Note: in addition to criteria surrounding the topics covered within items selected for inclusion, you should have criteria relating to the types of resources you intend to include, as well as to your treatment of retracted articles and articles published in predatory or bad faith journals.  For guidance on this topic, please review Predatory Journals and Article Retractions in Knowledge Synthesis.

For information about software that supports selection processes, visit the Tips, Tools & Resources page.

Synthesis

In the synthesis stage of the knowledge synthesis process, articles are read, assessed for quality, data is extracted, and an overview of all the existing evidence on a topic is done.

Critical appraisal (which is also known as ‘risk of bias assessment’) is the act of evaluating the quality of the articles and documents that you are going to include in your knowledge synthesis. It isn’t used in all knowledge syntheses but is considered best practice in most cases (exception: scoping reviews).  

Critical Appraisal forms ask questions like:  

  • Did the article address a clearly focused issue?  
  • Were all of the participants who entered the trial properly accounted for at its conclusion?  
  • Were the groups similar at the start of the trial?  
  • Aside from the intervention, were the groups treated equally?  
  • Was the methodology appropriate?  
  • Has the relationship between researcher and participants been adequately considered?  

For information about critical appraisal tools, visit the Tips, Tools & Resourcespage.

Knowledge syntheses incorporate critical appraisals into their manuscripts in different ways.

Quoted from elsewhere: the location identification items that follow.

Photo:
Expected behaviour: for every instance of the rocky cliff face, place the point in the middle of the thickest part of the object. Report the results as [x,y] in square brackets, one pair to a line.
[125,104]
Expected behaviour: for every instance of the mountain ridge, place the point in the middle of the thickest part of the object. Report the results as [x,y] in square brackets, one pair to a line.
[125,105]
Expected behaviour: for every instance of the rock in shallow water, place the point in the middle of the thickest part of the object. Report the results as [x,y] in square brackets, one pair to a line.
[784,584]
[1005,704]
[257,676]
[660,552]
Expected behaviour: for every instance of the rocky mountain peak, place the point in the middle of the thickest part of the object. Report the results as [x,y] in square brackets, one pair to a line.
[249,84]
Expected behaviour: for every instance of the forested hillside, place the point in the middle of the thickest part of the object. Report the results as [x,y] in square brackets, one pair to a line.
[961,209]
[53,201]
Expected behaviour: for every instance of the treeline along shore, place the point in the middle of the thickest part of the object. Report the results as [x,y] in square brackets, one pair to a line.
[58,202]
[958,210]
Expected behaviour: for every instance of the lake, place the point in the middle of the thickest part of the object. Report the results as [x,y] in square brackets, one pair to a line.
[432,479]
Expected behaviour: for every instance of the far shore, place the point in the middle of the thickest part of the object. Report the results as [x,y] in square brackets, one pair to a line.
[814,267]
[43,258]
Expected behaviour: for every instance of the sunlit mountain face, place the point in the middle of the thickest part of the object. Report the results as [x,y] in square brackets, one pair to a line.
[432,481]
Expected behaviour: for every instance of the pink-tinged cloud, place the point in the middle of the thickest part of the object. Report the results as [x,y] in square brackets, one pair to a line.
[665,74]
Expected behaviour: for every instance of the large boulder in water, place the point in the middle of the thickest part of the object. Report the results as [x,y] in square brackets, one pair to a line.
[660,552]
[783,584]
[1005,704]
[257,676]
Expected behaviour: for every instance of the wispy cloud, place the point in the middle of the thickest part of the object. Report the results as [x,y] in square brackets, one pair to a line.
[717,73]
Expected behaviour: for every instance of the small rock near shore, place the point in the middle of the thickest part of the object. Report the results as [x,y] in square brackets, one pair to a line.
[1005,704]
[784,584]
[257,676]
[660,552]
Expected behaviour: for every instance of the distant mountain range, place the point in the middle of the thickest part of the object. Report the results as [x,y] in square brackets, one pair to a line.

A few examples include:  

  • Only including items that score above a certain threshold on all questions  
  • Only including items that score above a certain threshold on certain questions  
  • Describing the scoring of items in text and discussing the implications of research strength on the review conclusions  
  • Creating a table of critical appraisals for included articles and discussing the implications of research strength in the review conclusions  
  • Weighting research differently in the conclusions based on its critical appraisal score  
  • Including all research at equal strength regardless of score (not recommended)  

Data extraction is the process of extracting and collating the relevant information from an article in one place for consideration and synthesis.  This is typically done in table format with two to three researchers extracting data from each article and comparing their work in much the same way that article selection is done.  The specific nature of the data extracted changes based on the type of review being done (and the type of data available in a given article), but often include things like:  

  • Population  
  • Size of sample  
  • Study design  
  • Type of data collected  
  • Type of analysis performed  
  • Data (quantitative or qualitative)  
  • Conclusions  

For information about data extraction tools, visit the Tips, Tools & Resourcespage.

Write Up

The best way to learn how to write a knowledge synthesis is to read knowledge syntheses, like the ones we have linked to in our Public Zotero Group.  There are also many books in the library collection that address all aspects of knowledge synthesis and make excellent resources to support the writing stage.

When it comes to knowing what to include in your report / article, however, the single best resource you can refer to is PRISMA, which produces a number of detailed reporting guidelines.  In using PRISMA guidelines, you should refer at least to the PRISMA 2020 Checklist, the PRISMA-S guidelines for reporting a search, and the PRISMA flow chart that illustrates the searching and screening of articles.